O segundo sinal é uma necessidade constante de elogios. Se o seu supervisor não elogia o seu trabalho, sente-se inútil, mesmo que a tarefa seja bem feita.

Tentaste durante três dias e ele nem sequer disse “bem feito”? Então, fez um mau trabalho. Então és um mau trabalhador.

A terceira é a incapacidade de relaxar. A descontração é vista como uma perda de tempo ou como algo que tem de ser “conquistado” através da produtividade excessiva.

Não se pode simplesmente sentar e ver um filme – primeiro é preciso fazer as coisas na perfeição. E quando as coisas estão feitas, surgem outras. O resultado é que nunca se descansa.

Reação dolorosa à crítica– outro marcador. Qualquer comentário é entendido como um insulto pessoal ou uma prova de inaptidão total.

O chefe diz “esta secção precisa de uma pequena remodelação” e ouve-se “és um falhado total, devias demitir-te”.

Como está a destruir as carreiras

No trabalho, essas pessoas sofrem frequentemente de procrastinação. O paradoxo é que se adia as coisas não por preguiça, mas por medo de não as fazer suficientemente bem.

A tarefa tem de ser feita na perfeição, pelo que o cérebro adia o seu início até ao último minuto devido à enorme pressão. Começa-se no último minuto e trabalha-se à noite. Isto leva a um stress crónico e a um rápido esgotamento emocional.

As “pessoas excelentes” raramente se tornam líderes criativos porque têm demasiado medo de correr riscos e de se desviarem das regras testadas e comprovadas. E a inovação vem dos erros – mas não se pode dar ao luxo de estar errado.

Outro problema é a incapacidade de delegar. Não se pode confiar nos outros para fazer o trabalho porque “eles vão fazê-lo mal”. O resultado é que se fica com tudo a seu cargo, fica-se esgotado e não se consegue fazer nada.

O que acontece nas relações pessoais

Nas relações, a síndrome impede-nos de sermos sinceros. A pessoa tenta ser o “parceiro perfeito”, escondendo as suas fraquezas, o seu cansaço ou a sua irritação.

O parceiro não vê o seu verdadeiro eu – apaixonou-se por uma “imagem perfeita”, não por uma pessoa viva. E com uma imagem perfeita é impossível construir uma verdadeira intimidade emocional.

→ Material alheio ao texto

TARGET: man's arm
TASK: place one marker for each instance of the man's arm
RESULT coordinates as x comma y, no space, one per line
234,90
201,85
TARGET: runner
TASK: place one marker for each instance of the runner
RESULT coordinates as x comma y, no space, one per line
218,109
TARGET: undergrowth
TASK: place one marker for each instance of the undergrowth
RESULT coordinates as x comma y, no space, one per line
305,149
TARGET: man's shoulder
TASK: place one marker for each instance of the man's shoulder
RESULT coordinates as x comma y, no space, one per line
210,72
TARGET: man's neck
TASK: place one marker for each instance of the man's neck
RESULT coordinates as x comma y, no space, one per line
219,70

Como livrar-se da síndrome do excelente aluno

Aceitar o direito de estar errado

Comece com pouco – permita-se estar errado sobre coisas sem importância. Um relatório escrito de forma imperfeita ou a loiça não lavada a tempo não é um desastre, faz parte da vida real.

Avalie o esforço, não o resultado

Elogie-se por ter tentado algo novo, independentemente de a experiência ter sido uma vitória.

Separe-se das suas realizações

O seu valor pessoal não é diminuído pelo facto de um projeto não ter “dado certo”. Tu não és o teu trabalho.

Aprender a dizer não

As pessoas “excelentes” tornam-se muitas vezes vítimas convenientes de manipulação porque não conseguem dizer não para não parecerem “más”. Estabelecer limites é um passo em direção à saúde psicológica.

Os psicólogos afirmam que a saída deste estado começa com a tomada de consciência de que o mundo não se desmoronará se nos tornarmos um “bom aluno” ou mesmo um “C” em algumas áreas.

As pessoas mais felizes não são aquelas que fazem tudo na perfeição, mas sim aquelas que conseguem desfrutar do processo e perdoar a si próprias as imperfeições.